One aspect of this is the increasing deployment of JIT2 – multiple collections forming a single delivery which can increase delivery frequency without a significant increase in the amount of empty air being shipped. However, some logistics providers to pan- Continental industries such as automotive are, in Shankley’s view ‘just badging a loose association’. Gefco, he claims, operates more like the international parcels industry – ‘genuinely one organisation across Europe’. This has encouraged expansion and Gefco’s network now accommodates the needs of many non-auto manufacturers who are after a one-stop-shop, inbound or outbound. The ability this gives the firm to minimise empty running and maximise utilisation benefits its core automotive customer base.
The ability of firms like Gefco and Ferrymasters to offer comprehensive freight management on a continental or even global scale with a degree of accuracy and visibility unimaginable even a few years ago has encouraged some large-scale contracts recently. An example is the agreement between P&O Ferrymasters and Trico, the wiper blade manufacturer, under which Ferrymasters is managing both the collection of parts inbound to Trico facilities and the delivery of complete wiper systems to vehicle assembly plants. As Trico has facilities in the UK, Australia, North and South America and is expanding in Asia, this is a truly global contract. In similar style, Menlo Worldwide is working with the automotive electronics firm Continental Temic, moving production materials from Europe and Asia into manufacturing plants in Mexico and the Philippines and shipping completed products back to a distribution centre near Frankfurt.
Arguably the most interesting feature of these contracts is that the logistics provider is managing both inbound and outbound flows, albeit for a first tier supplier rather than a vehicle manufacturer. As manufacturers and their logistics partners seek further efficiencies, this trend may grow – TNT Logistics in the US, for example, has extended its long-term arrangement with BMW which already provides complete inbound supply chain management for BMW’s South Carolina plant to include delivery of aftermarket parts direct from suppliers to BMW’s parts distribution centres.

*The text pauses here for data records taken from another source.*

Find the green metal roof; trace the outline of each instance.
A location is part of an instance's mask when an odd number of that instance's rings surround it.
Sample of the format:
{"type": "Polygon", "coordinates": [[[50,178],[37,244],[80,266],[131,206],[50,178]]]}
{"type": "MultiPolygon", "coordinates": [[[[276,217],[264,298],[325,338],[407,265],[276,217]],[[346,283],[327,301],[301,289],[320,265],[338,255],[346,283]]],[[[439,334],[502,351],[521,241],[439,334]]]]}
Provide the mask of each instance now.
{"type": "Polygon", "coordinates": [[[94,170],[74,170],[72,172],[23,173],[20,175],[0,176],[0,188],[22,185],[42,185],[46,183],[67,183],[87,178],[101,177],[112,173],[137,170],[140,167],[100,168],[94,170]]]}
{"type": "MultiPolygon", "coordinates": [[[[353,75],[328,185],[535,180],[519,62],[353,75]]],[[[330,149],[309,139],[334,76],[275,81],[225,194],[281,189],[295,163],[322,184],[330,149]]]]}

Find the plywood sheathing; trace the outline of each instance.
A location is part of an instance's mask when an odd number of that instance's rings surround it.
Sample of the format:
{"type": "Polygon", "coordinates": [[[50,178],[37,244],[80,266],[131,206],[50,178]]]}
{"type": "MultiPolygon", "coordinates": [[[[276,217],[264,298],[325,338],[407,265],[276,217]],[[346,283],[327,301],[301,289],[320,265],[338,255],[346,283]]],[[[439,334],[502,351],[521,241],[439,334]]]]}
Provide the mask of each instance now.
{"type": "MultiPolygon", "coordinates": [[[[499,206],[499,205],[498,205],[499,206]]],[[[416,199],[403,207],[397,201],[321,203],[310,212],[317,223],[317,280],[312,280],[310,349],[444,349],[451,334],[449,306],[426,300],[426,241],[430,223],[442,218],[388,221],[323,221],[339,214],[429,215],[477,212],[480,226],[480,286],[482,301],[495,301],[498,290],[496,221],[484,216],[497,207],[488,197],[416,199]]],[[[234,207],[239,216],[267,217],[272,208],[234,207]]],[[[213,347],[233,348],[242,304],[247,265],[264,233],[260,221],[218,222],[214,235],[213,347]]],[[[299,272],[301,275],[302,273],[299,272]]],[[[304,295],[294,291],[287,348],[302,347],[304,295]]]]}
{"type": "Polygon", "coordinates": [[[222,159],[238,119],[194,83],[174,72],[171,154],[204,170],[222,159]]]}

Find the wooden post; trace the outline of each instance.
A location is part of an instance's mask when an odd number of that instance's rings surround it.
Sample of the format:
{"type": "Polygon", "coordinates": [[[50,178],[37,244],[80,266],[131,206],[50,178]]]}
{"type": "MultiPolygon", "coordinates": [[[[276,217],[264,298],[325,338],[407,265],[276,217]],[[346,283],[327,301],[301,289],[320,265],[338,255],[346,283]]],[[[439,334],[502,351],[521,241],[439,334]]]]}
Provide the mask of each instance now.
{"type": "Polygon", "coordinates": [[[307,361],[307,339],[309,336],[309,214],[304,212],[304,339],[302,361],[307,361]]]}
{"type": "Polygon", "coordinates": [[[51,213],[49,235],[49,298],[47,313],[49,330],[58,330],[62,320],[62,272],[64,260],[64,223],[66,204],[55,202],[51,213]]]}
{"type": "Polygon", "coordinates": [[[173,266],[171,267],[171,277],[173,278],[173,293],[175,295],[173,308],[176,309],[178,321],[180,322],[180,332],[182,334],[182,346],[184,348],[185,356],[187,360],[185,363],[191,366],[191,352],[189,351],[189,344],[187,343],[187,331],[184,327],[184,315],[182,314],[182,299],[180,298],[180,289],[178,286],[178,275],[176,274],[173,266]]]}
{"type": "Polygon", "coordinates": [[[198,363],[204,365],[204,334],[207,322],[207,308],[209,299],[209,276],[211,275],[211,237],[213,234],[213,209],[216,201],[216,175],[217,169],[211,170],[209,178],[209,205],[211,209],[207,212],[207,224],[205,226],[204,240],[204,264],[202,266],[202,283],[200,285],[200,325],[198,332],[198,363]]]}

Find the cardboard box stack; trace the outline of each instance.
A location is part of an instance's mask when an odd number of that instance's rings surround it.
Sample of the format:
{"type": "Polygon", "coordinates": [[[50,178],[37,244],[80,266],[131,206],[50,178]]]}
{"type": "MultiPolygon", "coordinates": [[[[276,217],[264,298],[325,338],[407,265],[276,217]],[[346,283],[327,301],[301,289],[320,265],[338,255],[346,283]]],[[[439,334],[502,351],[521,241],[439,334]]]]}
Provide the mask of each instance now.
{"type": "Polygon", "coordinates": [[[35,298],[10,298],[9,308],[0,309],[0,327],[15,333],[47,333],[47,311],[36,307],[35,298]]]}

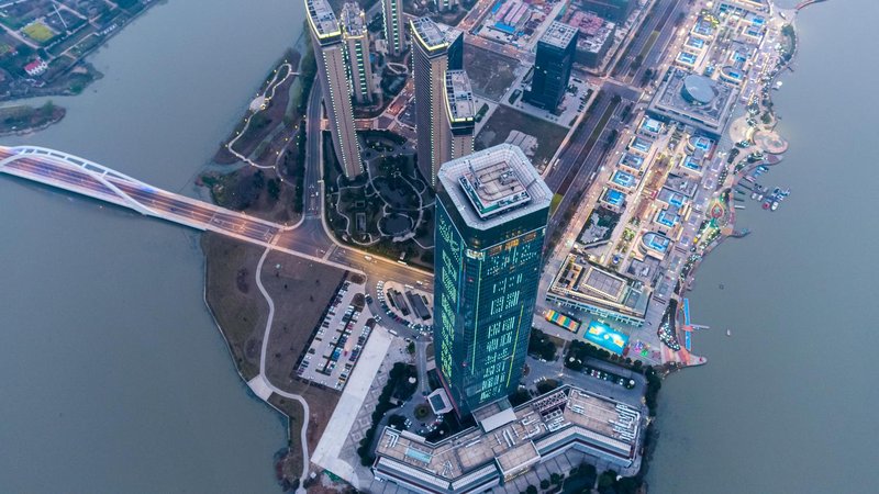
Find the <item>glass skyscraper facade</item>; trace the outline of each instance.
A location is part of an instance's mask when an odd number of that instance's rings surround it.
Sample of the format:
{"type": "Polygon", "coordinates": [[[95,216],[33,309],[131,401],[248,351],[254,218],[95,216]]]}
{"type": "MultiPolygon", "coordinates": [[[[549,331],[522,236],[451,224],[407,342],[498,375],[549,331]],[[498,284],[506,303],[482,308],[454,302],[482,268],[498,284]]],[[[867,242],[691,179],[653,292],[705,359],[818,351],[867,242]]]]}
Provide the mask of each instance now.
{"type": "Polygon", "coordinates": [[[570,68],[577,55],[579,31],[560,22],[553,22],[537,42],[534,75],[524,100],[535,106],[555,111],[570,81],[570,68]]]}
{"type": "Polygon", "coordinates": [[[448,161],[437,183],[434,349],[465,415],[519,385],[552,192],[509,144],[448,161]]]}

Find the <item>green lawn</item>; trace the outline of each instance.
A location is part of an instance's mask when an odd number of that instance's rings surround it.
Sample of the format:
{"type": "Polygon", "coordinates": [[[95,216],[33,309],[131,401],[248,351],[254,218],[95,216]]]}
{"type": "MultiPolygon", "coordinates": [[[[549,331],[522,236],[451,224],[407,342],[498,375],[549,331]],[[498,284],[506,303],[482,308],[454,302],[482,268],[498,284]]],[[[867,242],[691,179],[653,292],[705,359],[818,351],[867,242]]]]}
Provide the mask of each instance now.
{"type": "Polygon", "coordinates": [[[537,150],[532,158],[535,167],[549,162],[568,133],[561,125],[500,105],[476,137],[476,149],[502,144],[510,135],[510,131],[520,131],[537,137],[537,150]]]}
{"type": "Polygon", "coordinates": [[[52,30],[48,29],[48,26],[46,26],[40,21],[27,24],[21,31],[22,33],[27,35],[27,37],[40,44],[45,44],[47,41],[55,37],[55,33],[53,33],[52,30]]]}

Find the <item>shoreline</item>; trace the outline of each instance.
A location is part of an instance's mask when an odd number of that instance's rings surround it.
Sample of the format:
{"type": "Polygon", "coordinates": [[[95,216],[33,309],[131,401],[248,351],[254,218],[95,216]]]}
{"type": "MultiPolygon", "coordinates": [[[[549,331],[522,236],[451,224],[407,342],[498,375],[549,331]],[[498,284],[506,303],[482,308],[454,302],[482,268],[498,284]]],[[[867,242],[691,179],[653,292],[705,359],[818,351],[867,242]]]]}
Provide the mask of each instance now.
{"type": "MultiPolygon", "coordinates": [[[[772,5],[775,7],[775,3],[772,3],[772,5]]],[[[785,10],[788,10],[788,9],[785,9],[785,10]]],[[[766,91],[766,94],[767,94],[766,98],[770,103],[768,105],[768,108],[766,109],[766,111],[772,117],[771,125],[770,125],[770,128],[772,128],[772,130],[778,124],[778,115],[776,114],[775,104],[772,102],[772,87],[776,85],[776,81],[777,81],[778,77],[782,72],[785,72],[786,70],[791,70],[792,71],[791,66],[793,65],[793,61],[797,58],[797,53],[798,53],[798,49],[799,49],[799,43],[795,42],[795,40],[797,40],[797,37],[795,37],[797,36],[795,20],[797,20],[797,12],[798,11],[794,10],[794,9],[790,9],[790,10],[793,11],[793,16],[791,19],[787,19],[785,16],[781,16],[781,19],[788,21],[787,25],[789,25],[791,27],[791,32],[793,33],[793,36],[792,36],[792,38],[794,41],[793,42],[793,52],[790,54],[790,57],[788,57],[787,59],[782,58],[782,61],[780,63],[778,68],[775,70],[772,76],[760,86],[760,90],[761,91],[763,90],[766,91]]],[[[732,123],[733,123],[733,121],[727,123],[726,132],[730,132],[730,125],[732,123]]],[[[764,131],[764,130],[761,128],[761,131],[764,131]]],[[[737,149],[737,148],[734,148],[734,149],[737,149]]],[[[735,226],[736,226],[736,213],[735,213],[735,211],[736,210],[734,207],[734,205],[735,205],[734,204],[735,203],[735,199],[734,199],[735,198],[735,191],[734,191],[734,189],[742,182],[742,180],[744,180],[745,176],[747,176],[754,169],[756,169],[756,168],[758,168],[760,166],[772,167],[772,166],[777,166],[778,164],[780,164],[783,160],[783,156],[785,156],[783,154],[786,151],[787,151],[787,148],[785,149],[785,151],[782,151],[780,154],[771,154],[770,156],[775,156],[776,157],[775,160],[769,161],[769,160],[767,160],[767,158],[764,158],[764,159],[761,159],[759,161],[756,161],[756,162],[749,164],[748,166],[743,167],[742,170],[739,170],[738,172],[735,172],[735,169],[734,169],[735,165],[734,164],[727,164],[728,166],[733,167],[733,172],[731,173],[731,177],[733,177],[733,178],[732,178],[728,187],[724,187],[723,189],[720,190],[720,193],[721,193],[720,197],[721,198],[723,198],[724,195],[726,197],[726,201],[723,202],[723,205],[726,209],[726,211],[728,212],[727,214],[730,215],[730,221],[726,224],[725,228],[721,229],[720,235],[717,235],[717,237],[714,240],[712,240],[711,244],[709,244],[705,247],[704,252],[699,258],[699,260],[697,260],[693,263],[693,267],[687,273],[687,277],[681,280],[681,295],[683,295],[683,293],[686,293],[686,292],[693,291],[693,289],[694,289],[693,285],[696,283],[696,273],[699,270],[699,267],[702,265],[702,262],[709,257],[709,255],[711,252],[713,252],[714,249],[720,247],[727,238],[737,238],[736,237],[736,232],[737,231],[735,228],[735,226]],[[726,231],[726,232],[724,232],[724,231],[726,231]]],[[[706,363],[706,362],[700,362],[700,363],[690,364],[690,366],[680,366],[680,367],[678,367],[678,369],[685,369],[685,368],[688,368],[688,367],[698,367],[698,366],[701,366],[703,363],[706,363]]],[[[669,373],[671,373],[671,372],[669,372],[669,373]]],[[[666,374],[666,375],[668,375],[668,374],[666,374]]]]}
{"type": "MultiPolygon", "coordinates": [[[[107,43],[110,40],[113,38],[113,36],[118,35],[119,33],[124,31],[125,27],[130,26],[135,21],[141,19],[143,16],[143,14],[148,12],[153,7],[158,5],[158,4],[164,4],[164,3],[165,3],[165,1],[156,1],[156,0],[149,0],[149,1],[145,2],[145,3],[143,3],[142,4],[143,8],[141,8],[140,10],[135,11],[133,14],[130,14],[131,16],[129,16],[127,19],[123,19],[122,20],[122,24],[119,25],[116,29],[108,29],[105,33],[101,34],[102,40],[100,41],[100,43],[96,44],[94,46],[89,47],[86,52],[80,54],[79,57],[76,59],[76,61],[74,64],[71,64],[69,67],[65,68],[52,81],[44,81],[43,82],[44,86],[42,86],[42,87],[29,86],[26,88],[26,92],[25,93],[22,93],[21,90],[16,91],[14,93],[13,92],[7,92],[7,93],[0,96],[0,103],[27,100],[27,99],[31,99],[31,98],[70,97],[70,96],[81,94],[82,92],[86,91],[86,89],[88,89],[89,86],[91,86],[92,83],[94,83],[98,80],[103,79],[103,77],[104,77],[104,74],[101,72],[100,70],[98,70],[97,68],[94,68],[94,66],[91,64],[91,61],[88,61],[87,58],[89,58],[91,55],[93,55],[100,48],[104,47],[107,45],[107,43]],[[71,76],[80,76],[80,75],[81,76],[86,76],[87,79],[85,81],[80,81],[81,86],[77,86],[76,82],[71,81],[70,79],[71,79],[71,76]]],[[[122,9],[120,7],[118,7],[118,8],[122,9]]],[[[122,10],[124,10],[124,9],[122,9],[122,10]]],[[[127,10],[124,10],[124,12],[129,13],[127,10]]],[[[120,14],[120,15],[124,15],[124,14],[120,14]]],[[[113,24],[113,26],[115,26],[115,23],[113,24]]],[[[88,36],[86,36],[86,37],[88,37],[88,36]]],[[[82,43],[85,40],[86,38],[84,37],[77,44],[73,45],[73,47],[77,46],[79,43],[82,43]]],[[[64,42],[64,41],[62,41],[62,42],[64,42]]],[[[64,55],[59,55],[59,56],[53,58],[51,61],[54,61],[57,58],[62,58],[63,56],[64,55]]],[[[40,128],[40,130],[42,130],[42,128],[40,128]]],[[[0,135],[0,137],[2,137],[2,135],[0,135]]]]}

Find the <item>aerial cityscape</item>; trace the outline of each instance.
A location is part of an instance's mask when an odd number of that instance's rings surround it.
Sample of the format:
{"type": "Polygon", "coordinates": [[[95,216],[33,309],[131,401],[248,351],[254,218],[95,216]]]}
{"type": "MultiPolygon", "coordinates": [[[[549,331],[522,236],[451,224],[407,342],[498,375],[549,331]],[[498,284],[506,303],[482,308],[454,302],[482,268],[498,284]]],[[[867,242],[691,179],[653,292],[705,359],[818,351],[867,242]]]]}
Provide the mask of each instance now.
{"type": "Polygon", "coordinates": [[[860,3],[0,5],[0,483],[875,492],[860,3]]]}

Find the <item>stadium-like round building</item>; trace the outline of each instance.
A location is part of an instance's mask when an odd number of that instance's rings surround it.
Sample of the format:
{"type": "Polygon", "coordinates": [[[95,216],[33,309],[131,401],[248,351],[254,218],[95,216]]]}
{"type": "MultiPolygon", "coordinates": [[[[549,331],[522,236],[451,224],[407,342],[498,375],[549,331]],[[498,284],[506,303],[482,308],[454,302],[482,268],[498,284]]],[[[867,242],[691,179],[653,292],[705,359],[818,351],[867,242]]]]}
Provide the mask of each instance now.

Since the parts and suppliers for production and after-market are usually identical this might seem obvious, but in fact combining the delivery of relatively small volumes to multiple locations with large-scale flows to a single plant costeffectively without compromising either production or service is a trick which only the best logistics providers can pull off, and is likely to be an important differentiator in a consolidating market.